In una di esse, aveva riconosciuto Lucy. Nell’altra, l’uomo-topo.

"È riuscita a strisciargli alle spalle, quella sciocca!" pensò. Mentre lo sconosciuto dedicava tutta la sua attenzione al pendio, lei lo aveva aggirato, e colto di sorpresa. Era armata di un bastone, probabilmente ricavato dal ramo d’un albero, e lo teneva levato in alto, pronta a colpire, ma l’altro la stringeva, impedendole di muoversi.

— Spara — gli ordinò Ulisse.

Enoch puntò il fucile, aguzzando gli occhi nell’oscurità ormai quasi completa. Erano così vicini, quei due… troppo vicini.

— Spara! — urlò Ulisse.

— Non posso. È troppo buio.

— Devi sparare — gl’intimò Ulisse con voce tesa e dura. — Devi approfittare dell’occasione.

Enoch tornò a prendere la mira. Nonostante il buio, l’aria era limpida e la visibilità buona; ma non era solo l’oscurità a trattenerlo. Ricordava il colpo mancato, laggiù durante l’ultima "caccia"; se aveva sbagliato allora, poteva sbagliare anche adesso.

— Spara — tuonò Ulisse per la terza volta.

Enoch premette il grilletto e il colpo partì. Sull’orlo della piattaforma, appena visibile nell’ultimo chiarore del crepuscolo, la creatura di un mondo sconosciuto si afflosciò, inerte, col capo orribilmente squarciato.

Enoch lasciò cadere il fucile e si gettò al suolo, conficcando le unghie nel muschio, sopraffatto dall’orrore di quello che sarebbe potuto accadere se avesse sbagliato la mira… Fortunatamente, le lunghe e frequenti esercitazioni non erano state inutili!

La pace di quella sera tranquilla calmò il suo turbamento. Gli pareva che il cielo, e le stelle, e tutto l’universo gli si fossero stretti attorno per sussurrargli che erano con lui; per un attimo gli parve di aver intravisto una grande verità, e provò una serenità sconosciuta.

— Enoch — mormorò Ulisse. — Enoch, fratello mio…

La voce di Ulisse aveva un timbro nuovo, quasi fosse rotta dai singhiozzi; per la prima volta chiamava "fratello" il terrestre.

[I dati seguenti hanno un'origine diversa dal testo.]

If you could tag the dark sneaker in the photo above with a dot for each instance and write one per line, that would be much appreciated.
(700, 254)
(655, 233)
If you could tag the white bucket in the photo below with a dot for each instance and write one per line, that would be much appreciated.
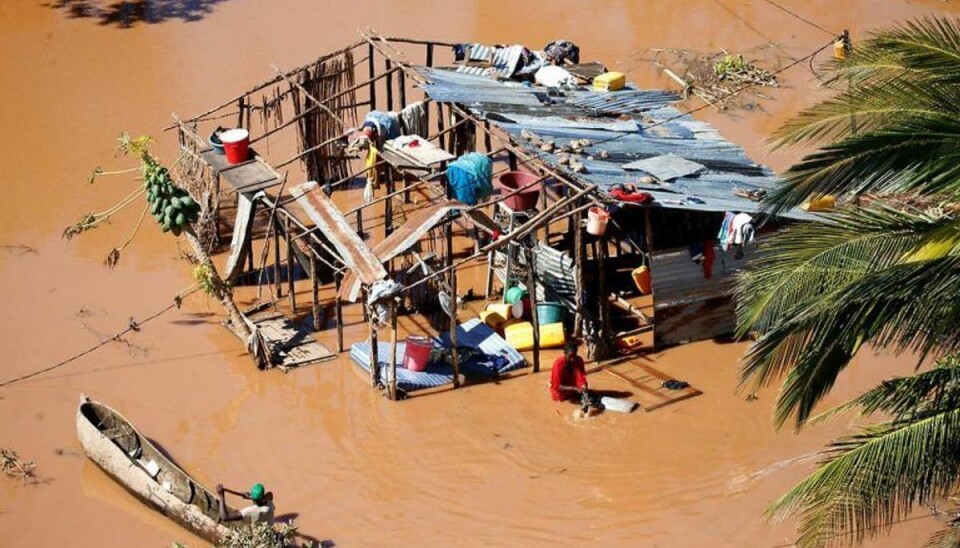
(597, 219)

Enoch si drizzò in ginocchio, e vide che sopra i massi della piattaforma si diffondeva una luce delicata, come se una gigantesca lucciola avesse acceso la sua lampada per rischiarare la scena.

La "lucciola" si avvicinava, muovendosi tra le rocce, e Lucy pure: era come se la fanciulla camminasse reggendo una lanterna.

Ulisse posò una mano sul braccio di Enoch.

— Vedi? -. domandò.

— Sì. Che cosa…

— È il Talismano! — esclamò estatico Ulisse, in un sussurro. — E Lucy ne è la nuova custode. Colei che abbiamo cercato inutilmente per tanti anni!

33

"Impossibile stancarsi di questa grande serenità…" pensava Enoch mentre attraversavano i boschi. Avrebbe voluto poter vivere sempre così, e non avrebbe scordato mai quegli attimi di estasi…

Era una sensazione indescrivibile, che riuniva in sé l’amore materno, la fierezza paterna, l’adorazione di un innamorato, l’intimità di un amico, e molte altre cose… ancora. Annullava le distanze, e semplificava le questioni complesse; cancellava il dolore e la paura, pur lasciando un profondo rimpianto, l’impressione che mai più, nella vita, si sarebbe ripetuto un istante simile. Ma non doveva essere così, perché l’ebbrezza di quell’istante continuava, facendosi sempre più intensa… Lucy camminava in mezzo ai due amici, reggendo fra le braccia la valigetta che conteneva il Talismano; ed Enoch, guardandola al debole splendore di quelle luci, la paragonò a una bambina che stringeva al cuore il gattino prediletto.